Ao final da fase de emagrecimento, que durou em média quase oito meses, o grupo que aderiu às mudanças no estilo de vida passou a registrar cerca de 8.454 passos diários. Nesse período, os participantes perderam aproximadamente 4 quilos, o equivalente a 4,39% do peso corporal.
Durante a etapa seguinte, voltada à manutenção do peso, os voluntários conseguiram manter uma média de 8.241 passos por dia ao longo de cerca de dez meses. Como consequência, preservaram grande parte da perda de peso alcançada anteriormente, encerrando o estudo com redução média de 3 quilos.
Já o grupo controle não apresentou aumento significativo na quantidade de passos nem redução relevante de peso corporal.
As análises também mostraram que os melhores resultados ocorreram entre os participantes que aumentaram a atividade física durante a fase de emagrecimento e conseguiram manter o mesmo padrão posteriormente.
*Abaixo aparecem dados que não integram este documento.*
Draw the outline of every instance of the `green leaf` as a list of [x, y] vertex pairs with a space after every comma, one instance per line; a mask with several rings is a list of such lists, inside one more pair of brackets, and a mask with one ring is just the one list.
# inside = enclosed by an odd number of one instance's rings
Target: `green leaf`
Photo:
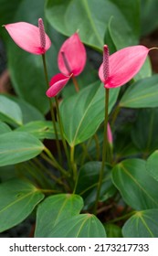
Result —
[[101, 222], [91, 214], [80, 214], [68, 218], [56, 225], [50, 238], [106, 238]]
[[19, 106], [4, 95], [0, 95], [0, 120], [16, 125], [23, 123]]
[[[81, 40], [102, 50], [104, 35], [113, 17], [111, 37], [119, 48], [137, 43], [139, 1], [47, 0], [46, 16], [58, 31], [71, 36], [79, 29]], [[133, 16], [135, 18], [133, 19]], [[122, 29], [123, 27], [123, 29]]]
[[[55, 139], [56, 134], [51, 121], [35, 121], [18, 127], [16, 132], [26, 132], [38, 139]], [[58, 132], [59, 137], [59, 131]]]
[[142, 36], [151, 34], [157, 28], [157, 0], [141, 0], [141, 32]]
[[39, 155], [44, 144], [33, 135], [9, 132], [0, 135], [0, 166], [29, 160]]
[[0, 134], [12, 132], [12, 129], [5, 123], [0, 121]]
[[147, 159], [146, 168], [148, 173], [158, 181], [158, 150], [154, 151]]
[[48, 197], [37, 208], [35, 237], [48, 237], [56, 225], [79, 214], [82, 207], [83, 200], [78, 195], [60, 194]]
[[36, 107], [29, 104], [23, 99], [15, 96], [10, 97], [10, 95], [9, 98], [19, 105], [23, 114], [23, 123], [26, 123], [31, 121], [45, 120], [44, 115]]
[[112, 170], [114, 185], [124, 201], [132, 208], [141, 210], [158, 208], [158, 182], [146, 171], [146, 162], [128, 159]]
[[[15, 19], [37, 26], [38, 17], [44, 17], [44, 5], [43, 0], [23, 0], [18, 5]], [[63, 42], [63, 37], [58, 36], [56, 31], [47, 27], [47, 23], [45, 23], [45, 27], [52, 41], [51, 48], [46, 53], [48, 80], [50, 80], [53, 72], [58, 71], [57, 55], [59, 46]], [[7, 44], [8, 67], [14, 89], [20, 98], [45, 114], [49, 109], [49, 103], [46, 96], [47, 86], [42, 57], [24, 51], [12, 41], [9, 35], [7, 36], [6, 39], [9, 42]]]
[[143, 155], [158, 148], [158, 108], [139, 110], [132, 128], [132, 138], [135, 146]]
[[158, 238], [158, 209], [136, 212], [122, 228], [124, 238]]
[[134, 76], [133, 80], [134, 81], [137, 81], [142, 79], [145, 79], [148, 77], [152, 77], [153, 71], [152, 71], [152, 65], [150, 58], [147, 57], [144, 64], [141, 68], [141, 70]]
[[121, 227], [114, 224], [105, 224], [108, 238], [122, 238]]
[[131, 84], [123, 94], [120, 107], [154, 108], [158, 107], [158, 75]]
[[44, 195], [32, 184], [10, 180], [0, 185], [0, 232], [24, 220]]
[[[84, 209], [88, 209], [95, 202], [100, 168], [101, 162], [88, 162], [79, 169], [76, 193], [84, 198]], [[111, 168], [107, 165], [104, 169], [100, 199], [106, 200], [115, 192], [111, 181]]]
[[[14, 19], [15, 14], [18, 8], [18, 5], [20, 5], [19, 0], [15, 1], [6, 1], [6, 0], [0, 0], [0, 24], [9, 24], [16, 22], [16, 20]], [[6, 33], [5, 33], [5, 29], [1, 29], [1, 36], [5, 36]]]
[[[109, 112], [117, 100], [119, 90], [110, 91]], [[95, 133], [104, 120], [104, 101], [105, 89], [100, 82], [95, 82], [61, 102], [64, 133], [70, 146], [86, 141]]]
Para os autores do estudo, o incentivo à caminhada diária pode se tornar uma ferramenta importante no tratamento da obesidade, especialmente por não exigir equipamentos complexos ou custos elevados.
Os pesquisadores defendem que estimular as pessoas a alcançar cerca de 8,5 mil passos por dia pode contribuir significativamente para reduzir as chances de recuperação do peso perdido após dietas e programas de emagrecimento.